Scenario 1: Equality Query (e.g., SELECT * FROM users WHERE id=100)

  • B-tree:
    • If the key is found in an internal node, data can be returned directly (possible early termination).
    • However, storing data in internal nodes reduces the number of keys per page → potentially slightly taller tree.
  • B+ Tree:
    • Must traverse to a leaf node to retrieve data, path length is fixed.
    • But internal nodes store no data, allowing more keys per node → lower tree height, fewer I/Os.
  • Example: Assuming a page size of 4KB, key size 8B, pointer size 6B.
    B-tree node: Key + Data Pointer (e.g., 8B+8B=16B) → ~250 entries per page (4000/16≈250).
    B+ tree internal node: Only Key + Child Pointer (8B+6B=14B) → ~285 entries per page (4000/14≈285).
    Impact on Tree Height: For 1 billion records, a B+ tree might be 1 level shorter than a B-tree (assuming nodes are full).

Scenario 2: Range Query (e.g., SELECT * WHERE id BETWEEN 100 AND 200)

  • B-tree:
    • Requires repeated backtracking during in-order traversal, potentially involving accesses to nodes across multiple levels, resulting in many I/Os.
  • B+ Tree:
    • After finding the starting key in a leaf node, sequential scan along the linked list suffices → no need to go back to upper levels, I/O is nearly sequential, extremely efficient.

Scenario 3: Insertion and Deletion

  • Commonality: Both may cause recursive adjustments due to node splits/merges.
  • B+ Tree Advantage:
    • All data resides at the leaf level, insertions/deletions only affect leaf nodes, making adjustments more localized.
    • The leaf node linked list structure simplifies rebalancing with neighboring nodes.

5. Why Do Databases Choose B+ Trees? — Quantitative Analysis

  • Higher Fan-out: Internal nodes store no data → shorter tree → fewer disk I/Os for queries.
  • Better Suited for Disk Prefetching: The leaf node linked list aligns with disk sequential access patterns, significantly boosting range query efficiency.
  • Stability: All queries must go to leaf nodes, guaranteeing stable O(log n) time complexity.
  • Example Calculation (same assumptions as above):
    • B+ Tree: A 3-level tree can store entries ≈ 285^2 * (# entries per leaf node, which stores more data pointers).
    • For the same data volume, a B-tree might require 4 levels → one extra disk I/O (mechanical disk I/O ~10ms, a significant impact).

6. Interview Extension: Specific Implementation of B+ Trees in MySQL InnoDB

  • Clustered Index: Leaf nodes directly store the complete row data (primary key index).
  • Non-clustered Index (Secondary Index): Leaf nodes store primary key values; a 'bookmark lookup' (回表查询) requires a second access.
  • Adaptive Hash Index: InnoDB builds hash indexes in memory for hot B+ tree pages to accelerate queries.

Summary
Through two key designs—"internal nodes store only keys" and "leaf node linked list"—B+ trees comprehensively outperform B-trees in range queries, tree height control, and disk I/O optimization.
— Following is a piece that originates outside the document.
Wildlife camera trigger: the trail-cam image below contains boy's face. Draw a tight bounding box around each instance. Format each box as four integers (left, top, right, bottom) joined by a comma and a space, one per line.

Although B-trees might return early for equality queries, databases prioritize the prevalence of range queries and stability. Therefore, B+ trees have become the de facto standard for database indexes. In your answer, you can support your points with disk principles (like page-based storage, sequential access advantages) and specific database implementations (like MySQL).